Peço a palavra!
- JS Alvalade

- 17 de abr. de 2020
- 2 min de leitura
Faz hoje 51 anos do pedir da palavra de Alberto Martins, presidente da Direção-Geral da Associação Académica de Coimbra (DG/AAC), em nome dos estudantes com o objetivo de mencionar o desagrado com o então atual sistema de ensino universitário português, aquando da cerimónia de inauguração do Departamento de Matemática. Na mesa, Américo Tomás encerra a sessão abruptamente após ter cedido a palavra ao ministros das Obras Públicas. A comitiva, quando saía, é ridicularizada pelos estudantes que decidem fazer a sua própria inauguração após a retiradas das autoridades.

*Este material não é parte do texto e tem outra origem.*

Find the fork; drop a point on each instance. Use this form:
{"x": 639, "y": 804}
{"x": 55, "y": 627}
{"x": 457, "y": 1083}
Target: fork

No decorrer dessa noite Alberto Martins é preso, sendo libertado no dia seguinte. Realiza-se uma Assembleia Magna em que é exigido a participação no Senado Universitário, uns dias mais tarde alguns dos principais dirigentes são informados que houve uma suspensão das suas matrículas na Universidade. Após esta ocorrência é decretado, em Assembleia Magna, luto académico e os alunos são incentivados a tornarem as aulas em debates sobre a situação que decorrera.
A dia 6 de maio é dada a ordem ministerial para o encerramento da Universidade de Coimbra, sendo anulada a queima das fitas no dia seguinte. É publicada a denominada de “Carta à Nação” em que se afirma “a nossa luta só poderá fazer tréguas quando tivermos atingido uma Universidade Nova num Portugal Novo”, com o intuito de abrir este movimento ao exterior.
A 28 de maio, a Assembleia Magna ratifica, com ampla maioria, a proposta de “abstenção aos exames”, proposta esta que dependeria de uma grande adesão por parte dos estudantes. Como a cidade de Coimbra estava militarmente ocupada, os alunos decidiram realizar uma grande variedade de iniciativas como forma de protesto, soltando balões na baixa, distribuindo flores à população e distribuírem cartoons humorísticos.
Nos finais de julho a percentagem de exames boicotados era de 86.8%. Aqueles que rompiam, por pressão familiar ou com ameaças que as suas bolsas de estudo seriam removidas tinham o seu nome em listas públicas e eram alvo de julgamento.
Este movimento acrescenta palavras de ordem contra a guerra colonial, na despedida na Estação de Coimbra-B e segue para Lisboa.